Sheppard didn't practice Friday, but hopes that he can take part in some drills this weekend and will be able to play against Green Bay Monday night.
Brian Dawkins figures to be in the lineup Monday night and agrees that the Eagles can work through the injuries. "That is why you search for quality depth and have guys that in case these things happen. The guys who are backing up, we're going to expect them - if they have to - come in and play and perform at a high level. Just like the old saying, 'you're only as strong as your weakest link,' so those guys have to step in and play," said Dawkins.
A key part of figuring out how to work with the injuries goes back to defensive coordinator Jim Johnson and Dawkins believes that's why the secondary can succeed. "We have confidence in them and Jim has confidence in them and he'll do a good job - as he always does - in letting them know what to expect out of different blitzes."
The problems in the secondary are compounded by the fact that the Eagles are going up against a rejuvenated Brett Favre. "He's playing great football right now. He's got some people around him that are good players. He's playing like he was a kid again," said Reid of his former student when Reid was the quarterbacks coach in Green Bay. Favre has credited the rebuilt offensive line with helping him to rebound and Reid thinks that's the key. "I think the offensive line, in the last couple weeks, has done a nice job of protecting him [Favre]. When you give Brett a little bit of time back there, he can do a lot of things with that football. I think they are doing a better job here in the last few weeks."

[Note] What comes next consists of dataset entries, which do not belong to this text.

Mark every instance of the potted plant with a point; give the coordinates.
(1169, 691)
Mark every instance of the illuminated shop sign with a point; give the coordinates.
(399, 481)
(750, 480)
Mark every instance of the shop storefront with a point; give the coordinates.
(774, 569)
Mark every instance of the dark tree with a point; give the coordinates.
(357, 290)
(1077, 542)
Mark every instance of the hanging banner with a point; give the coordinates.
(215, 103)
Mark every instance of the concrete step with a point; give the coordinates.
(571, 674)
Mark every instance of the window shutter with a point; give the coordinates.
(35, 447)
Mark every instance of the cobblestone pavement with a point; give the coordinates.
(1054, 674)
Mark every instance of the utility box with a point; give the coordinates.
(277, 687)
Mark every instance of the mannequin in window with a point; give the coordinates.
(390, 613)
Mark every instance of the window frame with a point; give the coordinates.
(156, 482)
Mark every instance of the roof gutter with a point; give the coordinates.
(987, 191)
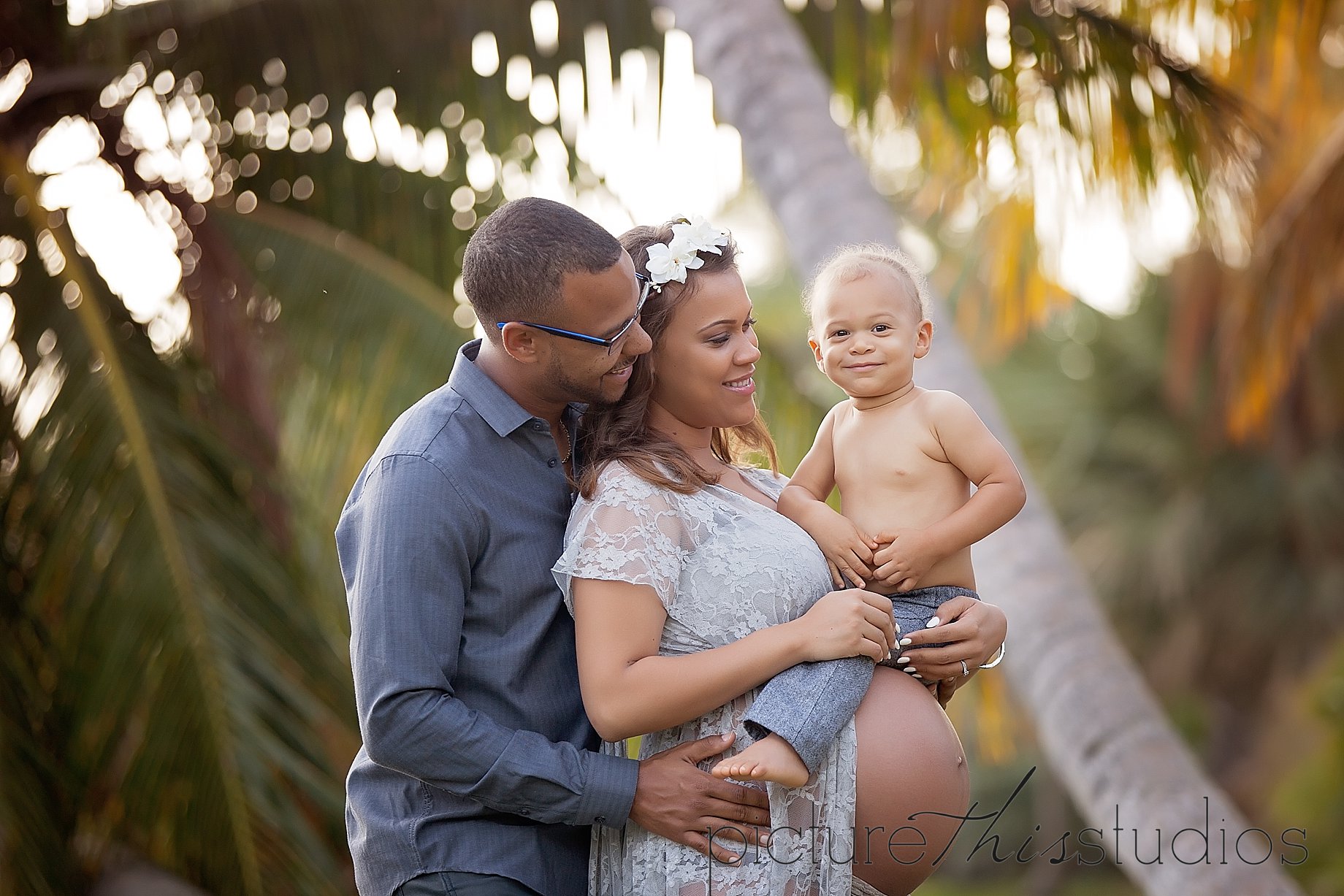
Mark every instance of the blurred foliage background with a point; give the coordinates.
(230, 241)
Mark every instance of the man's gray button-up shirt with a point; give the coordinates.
(478, 755)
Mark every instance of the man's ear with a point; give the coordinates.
(521, 343)
(924, 337)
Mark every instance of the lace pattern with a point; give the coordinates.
(723, 566)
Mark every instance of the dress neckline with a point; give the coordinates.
(758, 483)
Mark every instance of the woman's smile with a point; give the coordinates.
(745, 386)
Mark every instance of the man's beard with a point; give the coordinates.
(581, 391)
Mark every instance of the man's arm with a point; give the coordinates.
(406, 545)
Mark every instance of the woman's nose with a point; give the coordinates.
(749, 353)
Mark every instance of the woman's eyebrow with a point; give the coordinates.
(726, 320)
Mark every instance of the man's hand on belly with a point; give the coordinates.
(675, 800)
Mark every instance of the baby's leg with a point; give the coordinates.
(796, 718)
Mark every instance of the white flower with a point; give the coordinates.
(700, 235)
(668, 262)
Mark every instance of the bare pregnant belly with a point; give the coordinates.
(910, 761)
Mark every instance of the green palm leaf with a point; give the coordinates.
(180, 699)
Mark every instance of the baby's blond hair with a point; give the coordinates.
(851, 262)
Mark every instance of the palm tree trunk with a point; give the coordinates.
(1101, 728)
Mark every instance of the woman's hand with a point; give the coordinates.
(971, 630)
(847, 624)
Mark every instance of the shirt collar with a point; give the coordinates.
(486, 397)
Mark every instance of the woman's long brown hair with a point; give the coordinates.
(622, 432)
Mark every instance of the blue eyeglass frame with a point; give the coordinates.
(597, 340)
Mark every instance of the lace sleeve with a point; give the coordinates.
(630, 531)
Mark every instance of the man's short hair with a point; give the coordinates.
(518, 259)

If Dawkins doesn't get help in the secondary, he could be feeling the effects of another headache this week against Favre and the Packers. "He's spitting that ball. He is spreading it around. They're moving him, they're protecting him and he is getting it to those guys and they are putting up some big numbers right now. We have our hands full," observed Dawkins. "Anytime you play him you have to respect what he can do because he may throw an interception, but he'll hit you across the head with two bullets and put them right on the money. We definitely have our work cut out for us with this passing game this week."
While the Eagles have all the respect in the world for Favre, Reid believes that his quarterback has many of the same qualities that Favre brings to the game. "I've always said this; I think they approach it very similarly. They both have a good time and love to play. I think that it radiates out to the other players around them."